The paper’s editor and publisher Davan Maharaj announced the buyouts in a Friday memo to staff obtained by TheWrap.
Maharaj said “2017 has been challenging” for the paper and entire news industry, and the voluntary buyout plan should help the company “address the current economic realities.” The buyout is limited to non-union employees who have worked at the company for 15 years or more, and are not in manufacturing, distribution or operations.
There is a perceived “brain drain” in the newsroom now, TheWrap’s source said, adding that a lot of good people have left or will leave.
Former Times parent Tribune Company spun off the paper as Tribune Publishing in 2014, separating its newspaper group, which also included the Chicago Tribune, Baltimore Sun and Orlando Sentinel, among others, from its more profitable TV stations and real estate. More than 80 reporters and editors left the newspaper during a previous round of buyouts in 2015, including longtime columnist Sandy Banks, London bureau chief Henry Chu and Seattle bureau chief Maria LaGanga.

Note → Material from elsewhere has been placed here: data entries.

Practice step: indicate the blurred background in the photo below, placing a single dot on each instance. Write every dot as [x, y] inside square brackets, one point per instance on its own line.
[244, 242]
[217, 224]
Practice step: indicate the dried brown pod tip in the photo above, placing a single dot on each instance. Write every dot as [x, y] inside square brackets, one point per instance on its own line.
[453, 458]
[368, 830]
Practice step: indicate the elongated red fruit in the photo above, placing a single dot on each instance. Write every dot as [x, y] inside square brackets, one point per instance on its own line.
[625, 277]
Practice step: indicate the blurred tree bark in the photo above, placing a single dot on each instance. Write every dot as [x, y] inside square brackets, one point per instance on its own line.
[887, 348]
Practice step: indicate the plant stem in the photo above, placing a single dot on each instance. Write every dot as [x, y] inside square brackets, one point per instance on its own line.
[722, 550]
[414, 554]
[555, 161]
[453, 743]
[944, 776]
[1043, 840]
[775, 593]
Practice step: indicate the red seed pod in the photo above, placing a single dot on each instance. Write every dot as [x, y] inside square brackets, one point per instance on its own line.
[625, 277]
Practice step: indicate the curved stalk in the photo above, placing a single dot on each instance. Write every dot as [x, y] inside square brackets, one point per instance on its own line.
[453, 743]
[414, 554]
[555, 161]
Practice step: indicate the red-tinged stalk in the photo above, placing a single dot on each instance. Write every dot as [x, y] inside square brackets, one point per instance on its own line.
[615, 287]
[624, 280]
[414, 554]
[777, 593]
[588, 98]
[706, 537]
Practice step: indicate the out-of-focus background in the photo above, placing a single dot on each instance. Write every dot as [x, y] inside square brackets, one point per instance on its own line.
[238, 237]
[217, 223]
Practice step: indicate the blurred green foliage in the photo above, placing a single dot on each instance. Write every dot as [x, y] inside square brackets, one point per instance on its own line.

Chicago software mogul Michael Ferro became the largest investor in Tribune Publishing in February 2016, and changed the name of the company to Tronc, short for Tribune online content, that June.
Here’s the full text of Maharaj’s memo:
For the Los Angeles Times, and the news industry overall, 2017 has been challenging. We are weathering the challenges better than most, because of our dedicated staff and several initiatives that have helped our business. However, we need to address the current economic realities as we work to secure our future.

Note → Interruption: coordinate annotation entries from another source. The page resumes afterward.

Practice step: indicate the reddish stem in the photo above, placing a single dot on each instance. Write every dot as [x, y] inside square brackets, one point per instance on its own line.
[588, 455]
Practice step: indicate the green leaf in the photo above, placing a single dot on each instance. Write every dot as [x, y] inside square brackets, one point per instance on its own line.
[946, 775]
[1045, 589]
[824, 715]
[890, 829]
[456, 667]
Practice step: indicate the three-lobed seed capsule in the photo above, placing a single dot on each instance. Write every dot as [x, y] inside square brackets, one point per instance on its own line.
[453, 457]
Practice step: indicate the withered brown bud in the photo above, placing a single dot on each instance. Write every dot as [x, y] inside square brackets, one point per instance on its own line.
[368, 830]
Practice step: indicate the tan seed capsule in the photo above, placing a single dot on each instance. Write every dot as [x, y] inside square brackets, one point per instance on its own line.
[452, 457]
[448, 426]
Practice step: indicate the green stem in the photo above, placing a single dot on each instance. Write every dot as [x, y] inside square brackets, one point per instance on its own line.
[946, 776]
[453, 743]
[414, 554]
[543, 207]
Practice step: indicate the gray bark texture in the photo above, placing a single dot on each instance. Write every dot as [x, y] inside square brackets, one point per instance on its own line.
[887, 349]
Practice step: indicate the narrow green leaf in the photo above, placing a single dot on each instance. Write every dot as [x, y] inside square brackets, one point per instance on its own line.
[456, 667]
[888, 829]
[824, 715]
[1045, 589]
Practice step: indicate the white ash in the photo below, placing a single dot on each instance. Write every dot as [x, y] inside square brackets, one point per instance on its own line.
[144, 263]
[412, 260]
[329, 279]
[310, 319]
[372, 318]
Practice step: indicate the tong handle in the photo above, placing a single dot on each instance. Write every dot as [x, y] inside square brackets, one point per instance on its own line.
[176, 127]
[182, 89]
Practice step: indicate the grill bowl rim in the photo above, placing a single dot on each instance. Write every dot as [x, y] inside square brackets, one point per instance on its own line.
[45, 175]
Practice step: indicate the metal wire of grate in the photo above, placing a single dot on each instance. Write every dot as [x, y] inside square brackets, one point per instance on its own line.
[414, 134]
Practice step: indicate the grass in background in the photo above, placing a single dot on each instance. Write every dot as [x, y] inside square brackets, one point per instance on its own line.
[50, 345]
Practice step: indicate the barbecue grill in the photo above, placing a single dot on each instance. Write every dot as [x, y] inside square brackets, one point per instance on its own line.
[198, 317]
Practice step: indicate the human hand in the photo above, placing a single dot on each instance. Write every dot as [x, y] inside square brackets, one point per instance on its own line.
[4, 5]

To do that, we are offering a limited voluntary buyout plan for certain Los Angeles Times employees. This plan will include severance benefits that those eligible may find appealing. Participation is entirely voluntary.
Eligibility to apply for the buyout, or Employee Voluntary Separation Plan (EVSP), will be limited to non-union employees with at least 15 years of service at the company and excludes the Manufacturing, Distribution and Operations departments. It will be at the discretion of Los Angeles Times Communications, LLC whether to accept or decline applications.
Employees who are eligible will be notified by email and will be able to pick up their severance offer directly from Human Resources. The offer will include detailed information about the plan, how to apply and the relevant dates and deadlines. Those eligible are encouraged to review the offer thoroughly and discuss it with their managers, family and personal advisors before making a decision about whether or not to apply. The Human Resources team is prepared to answer any questions you may have.
As we move forward on our digital transformation, we will continue to focus sharply on the quality journalism that Los Angeles Times readers expect of us ?”? and we expect of ourselves. Despite the challenges in the industry in recent years, we have delivered award-winning journalism that serves our growing community of readers in ever-expanding ways.